Les outils de propagande sont aujourd'hui d'un raffinement accru pour renforcer la transposition fluctuante des réalités. De même, les méthodes traditionnelles de propagande ont évolué. Lors de la Guerre du Golfe, la censure sur les opérations militaires avait été considérablement augmentée. Un nouveau pas dans ce sens accompagne le bombardement de l'Afghanistan. Le lendemain du commencement des bombardements, le Pentagone a tout simplement acheté toutes les images à haute précision prises par satellite. Est-il utile d'ajouter que la société la plus importante pour la distribution de ces images s'appelle Open Sky ...
Notre objectif n'est pas de traiter en profondeur la question de la réalité vis-à-vis de la réalité virtuelle et de l'hyper-réalité. Nous avons simplement voulu indiquer qu'il s'agissait d'une problématique essentielle. Elle est peut-être une des clefs qui facilitera éventuellement une meilleur compréhension du chaos, qui s'affirme progressivement comme un signe du temps annonciateur et symbolique de cette nouvelle ère naissante.
(titre d'une chanson irlandaise traditionnelle dont la musique a inspiré la chanson de Bob Dylan, With God on Our Side)
Si nos premières pensées vont aux victimes des attentats du 11 septembre, une deuxième victime mérite nos larmes : la démocratie. La démocratie en général, aussi bien que celle, particulière, élaborée par les délégués réunis à Philadelphie en 1787 après la Révolution américaine, ainsi appelée en Amérique, ou Guerre d'Indépendance, comme l'expression française la souligne plus justement. Les débats qui ont fait naître la Déclaration d'Indépendance, la Constitution et le Bill of Rights ont surtout porté sur la nature du gouvernement à esquisser. Le fond du débat était de parvenir à un consensus sur la portée limitée des pouvoirs à conférer au gouvernement fédéral, et ce par-delà toute considération partisane. Ainsi, les droits des individus et ceux des États figuraient au même plan que ceux du gouvernement naissant.
Les Pères Fondateurs du système américain reconnaîtraient-ils aujourd'hui leur création ? Un gouvernement « du peuple, par le peuple et pour le peuple » semble avoir vécu. La nouvelle réglementation de l'American way of life prend forme à travers une série de lois votées par les parlementaires et promulguées par des Executive Orders, qui court-circuitent à la fois le Congrès et la Constitution. Une atteinte indéniable a été portée à la démocratie, dans les objectifs autant que par les moyens employés. L'administration Bush mène une croisade à la fois contre les libertés civiques et pour la suppression de toute pensée critique face à la politique en voie d'application. On assiste à une expansion des pouvoirs du gouvernement fédéral sans précédent, accompagnée d'une suspension, sans date fixe, d'une bonne partie de la Constitution écrite.

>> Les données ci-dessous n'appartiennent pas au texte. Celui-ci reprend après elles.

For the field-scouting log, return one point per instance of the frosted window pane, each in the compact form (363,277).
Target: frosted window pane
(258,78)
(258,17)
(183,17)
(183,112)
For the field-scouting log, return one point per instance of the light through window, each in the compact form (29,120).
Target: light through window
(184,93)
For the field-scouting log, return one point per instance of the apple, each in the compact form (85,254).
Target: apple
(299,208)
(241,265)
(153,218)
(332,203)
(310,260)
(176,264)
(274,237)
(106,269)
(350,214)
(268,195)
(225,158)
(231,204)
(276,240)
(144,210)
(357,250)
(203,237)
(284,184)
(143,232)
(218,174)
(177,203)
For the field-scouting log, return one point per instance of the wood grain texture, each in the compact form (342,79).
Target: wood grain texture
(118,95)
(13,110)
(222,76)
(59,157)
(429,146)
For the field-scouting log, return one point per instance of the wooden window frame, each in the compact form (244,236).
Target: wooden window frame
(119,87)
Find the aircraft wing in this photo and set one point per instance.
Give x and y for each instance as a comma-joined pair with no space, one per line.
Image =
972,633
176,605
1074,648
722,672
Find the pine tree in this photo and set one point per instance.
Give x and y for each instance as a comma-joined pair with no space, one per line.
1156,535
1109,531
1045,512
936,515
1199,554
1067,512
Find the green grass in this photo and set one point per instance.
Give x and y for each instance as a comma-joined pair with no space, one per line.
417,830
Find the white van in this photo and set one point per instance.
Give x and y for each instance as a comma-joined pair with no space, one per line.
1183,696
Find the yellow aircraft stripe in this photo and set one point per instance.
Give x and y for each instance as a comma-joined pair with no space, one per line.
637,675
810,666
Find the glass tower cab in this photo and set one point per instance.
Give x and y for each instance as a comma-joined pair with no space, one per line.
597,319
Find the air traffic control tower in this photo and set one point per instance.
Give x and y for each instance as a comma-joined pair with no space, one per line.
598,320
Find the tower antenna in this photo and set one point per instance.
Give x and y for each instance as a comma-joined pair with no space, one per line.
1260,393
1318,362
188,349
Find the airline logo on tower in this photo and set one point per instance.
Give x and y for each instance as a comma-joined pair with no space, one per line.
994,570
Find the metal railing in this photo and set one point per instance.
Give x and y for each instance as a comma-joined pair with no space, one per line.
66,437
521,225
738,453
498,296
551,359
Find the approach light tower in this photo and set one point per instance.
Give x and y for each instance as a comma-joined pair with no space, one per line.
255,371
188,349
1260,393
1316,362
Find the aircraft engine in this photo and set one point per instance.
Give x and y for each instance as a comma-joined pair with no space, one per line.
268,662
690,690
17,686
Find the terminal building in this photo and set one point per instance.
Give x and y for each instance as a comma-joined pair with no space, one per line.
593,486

La présidence de Bill Clinton a popularisé la théorie de zéro-morts, d'abord en tant que doctrine militaire, pour être ensuite étendue à une “tolérance zéro” à l'égard des petits délits pénaux, élargie ensuite aux comportements estimés socialement incorrects, au point où, par exemple, une adolescente de 13 ans a été non seulement menottée mais aussi arrêtée et emprisonnée pendant une nuit pour avoir mangé des frites dans une station de métro à Washington D.C. Avec les dispositifs de la nouvelle loi anti-terroriste, la “tolérance zéro” s'étendra-t-elle à toute forme de différence d'opinion avec la politique du gouvernement ?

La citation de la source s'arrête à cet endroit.